Cada bochinche proselitista tapa más el ignorado esfuerzo de un partido que, para no perder su legalidad, debe superar los 10.000 votos en junio. Hablamos del Movimiento Socialista de los Trabajadores. Una fuerza de las llamadas chicas, dirigida por un excombatiente de Malvinas y con local en el Paseo de los Poetas. (Daniel Avalos)
Esa fuerza, cuyo nombre de lista es Nueva Izquierda Lista 38 A, es acechada hoy letalmente por una ley que, aunque aprobada hace pocos años, ya nadie parece recordar: la denominada Ley de Partidos Políticos. Sancionada por el Congreso Nacional en el 2009, exige a los partidos múltiples requisitos a cambio de existencia legal. Dos de esos requisitos son excluyentes: los cuatro por mil de los afiliados del padrón que el MST posee, y el de llegar al piso del 2% de los votos en las últimas dos elecciones. Hasta las elecciones de agosto de 2011, la ley se había cobrado la vida de 206 partidos chicos (Página/12, 20/01/11). Y aunque desconocemos las víctimas letales después de las elecciones de octubre de aquel año en donde esta fuerza no llegó al porcentaje exigido, sí sabemos que, en nuestra provincia, el MST deberá llegar ahora al mismo para no perder su existencia legal. Situación paradójica. Porque esa fuerza está conformada por militantes, tiene una ubicación física precisa y es dueña de algunos miles de votos, pero necesita, para existir legalmente, de una certificación estatal que condiciona la misma a variables que, inocuas para los poderosos, sofoca a los más débiles.

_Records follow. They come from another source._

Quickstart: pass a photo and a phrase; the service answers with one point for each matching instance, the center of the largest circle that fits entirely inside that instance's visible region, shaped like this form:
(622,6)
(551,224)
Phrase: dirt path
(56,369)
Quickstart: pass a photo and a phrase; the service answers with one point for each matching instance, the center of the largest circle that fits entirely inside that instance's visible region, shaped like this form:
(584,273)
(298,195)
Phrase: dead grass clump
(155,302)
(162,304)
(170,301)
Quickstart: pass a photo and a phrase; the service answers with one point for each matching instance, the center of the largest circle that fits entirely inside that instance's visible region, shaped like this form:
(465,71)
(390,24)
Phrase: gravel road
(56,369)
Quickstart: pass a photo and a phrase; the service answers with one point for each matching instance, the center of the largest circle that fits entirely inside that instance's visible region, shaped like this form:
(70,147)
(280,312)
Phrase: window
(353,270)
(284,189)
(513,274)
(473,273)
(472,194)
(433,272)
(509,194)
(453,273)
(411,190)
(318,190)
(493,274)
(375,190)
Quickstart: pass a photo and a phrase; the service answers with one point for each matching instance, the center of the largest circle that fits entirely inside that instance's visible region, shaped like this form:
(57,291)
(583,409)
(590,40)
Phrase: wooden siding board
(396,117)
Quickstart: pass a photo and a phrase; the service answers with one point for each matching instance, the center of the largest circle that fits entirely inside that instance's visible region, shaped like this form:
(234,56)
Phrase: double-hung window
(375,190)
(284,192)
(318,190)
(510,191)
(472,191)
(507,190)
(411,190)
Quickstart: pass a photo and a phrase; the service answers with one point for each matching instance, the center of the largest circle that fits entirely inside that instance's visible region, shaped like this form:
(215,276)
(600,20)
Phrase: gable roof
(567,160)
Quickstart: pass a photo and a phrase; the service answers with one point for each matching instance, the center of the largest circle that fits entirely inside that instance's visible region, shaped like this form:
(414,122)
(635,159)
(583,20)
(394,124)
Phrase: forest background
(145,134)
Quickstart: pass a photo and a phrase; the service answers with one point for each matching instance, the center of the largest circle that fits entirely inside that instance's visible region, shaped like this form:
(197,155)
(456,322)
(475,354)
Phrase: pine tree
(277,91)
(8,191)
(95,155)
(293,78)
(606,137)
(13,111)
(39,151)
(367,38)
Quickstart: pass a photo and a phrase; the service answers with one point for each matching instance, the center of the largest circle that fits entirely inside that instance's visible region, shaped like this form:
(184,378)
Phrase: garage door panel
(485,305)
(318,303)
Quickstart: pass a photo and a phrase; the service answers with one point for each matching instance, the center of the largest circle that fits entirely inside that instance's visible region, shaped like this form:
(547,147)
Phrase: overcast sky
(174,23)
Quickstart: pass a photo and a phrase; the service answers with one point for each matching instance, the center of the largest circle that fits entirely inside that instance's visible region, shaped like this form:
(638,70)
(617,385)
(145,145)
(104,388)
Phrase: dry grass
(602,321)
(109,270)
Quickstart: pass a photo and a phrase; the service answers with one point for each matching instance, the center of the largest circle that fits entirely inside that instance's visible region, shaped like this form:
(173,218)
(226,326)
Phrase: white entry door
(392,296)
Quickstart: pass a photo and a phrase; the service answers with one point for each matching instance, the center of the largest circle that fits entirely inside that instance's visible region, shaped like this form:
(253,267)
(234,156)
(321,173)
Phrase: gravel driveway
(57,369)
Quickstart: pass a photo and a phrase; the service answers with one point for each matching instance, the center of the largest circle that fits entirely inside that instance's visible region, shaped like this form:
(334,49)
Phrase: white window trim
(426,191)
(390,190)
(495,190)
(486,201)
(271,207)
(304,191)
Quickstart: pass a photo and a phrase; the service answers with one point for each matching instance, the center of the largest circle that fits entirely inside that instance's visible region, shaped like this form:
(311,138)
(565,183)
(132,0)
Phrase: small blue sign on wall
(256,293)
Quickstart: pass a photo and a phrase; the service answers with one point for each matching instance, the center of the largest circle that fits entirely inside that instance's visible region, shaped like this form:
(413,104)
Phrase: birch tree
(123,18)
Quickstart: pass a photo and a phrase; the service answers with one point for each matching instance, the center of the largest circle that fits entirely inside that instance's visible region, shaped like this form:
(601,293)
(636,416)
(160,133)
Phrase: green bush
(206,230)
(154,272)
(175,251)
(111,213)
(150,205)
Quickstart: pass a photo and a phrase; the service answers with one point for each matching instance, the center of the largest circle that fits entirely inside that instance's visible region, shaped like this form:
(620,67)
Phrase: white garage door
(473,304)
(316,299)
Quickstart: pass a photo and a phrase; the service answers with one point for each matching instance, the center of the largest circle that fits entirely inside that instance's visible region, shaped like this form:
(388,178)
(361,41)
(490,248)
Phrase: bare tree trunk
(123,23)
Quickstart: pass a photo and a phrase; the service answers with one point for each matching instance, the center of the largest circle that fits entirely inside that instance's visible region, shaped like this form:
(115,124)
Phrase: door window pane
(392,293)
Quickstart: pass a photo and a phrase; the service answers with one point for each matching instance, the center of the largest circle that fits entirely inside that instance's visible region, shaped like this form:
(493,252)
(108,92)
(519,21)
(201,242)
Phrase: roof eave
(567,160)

Y ante ello uno reacciona. Esa reacción, a su vez, nos inclina a pensar si no hay forma de involucrarnos para que ello no ocurra. Y ese involucrarnos, finalmente, nos lleva al peligroso ejercicio de escribir lo que algunos pueden utilizar para encasillarnos en un cuerpo de ideas y de razonamientos políticos en el que no estamos encuadrados. Pero asumamos el riesgo y animémonos a preguntarnos si el voto de los indignados con la política hegemónica de la provincia, no tendría una buena utilidad si aportara a que esa fuerza no desaparezca en nombre del imperio de una ley con sesgos proscriptivos, en tanto pone trabas a muchos para que, finalmente, lleguen menos a octubre. Pulsiones de tipo futbolísticos y razonamientos de orden político lo ameritan. Dejemos lo primero de lado por un momento y detengámonos en lo segundo. Después de todo, votar a una fuerza política con el solo objetivo de que no pierda legalidad, es algo que puede defenderse. No solo porque es una fuerza sin vínculos con las tragedias políticas, económicas y represivas ocurridas en la historia de nuestro país, sino porque también puede venir a resolver un problema que los indignados poseen a la hora de querer ajustar cuentas con las fuerzas y los políticos profesionales que, dicen los cráneos de la mecánica electoral, serán finalmente los beneficiados de los clásicos votos bronca a los que suelen recurrir, justamente, los indignados.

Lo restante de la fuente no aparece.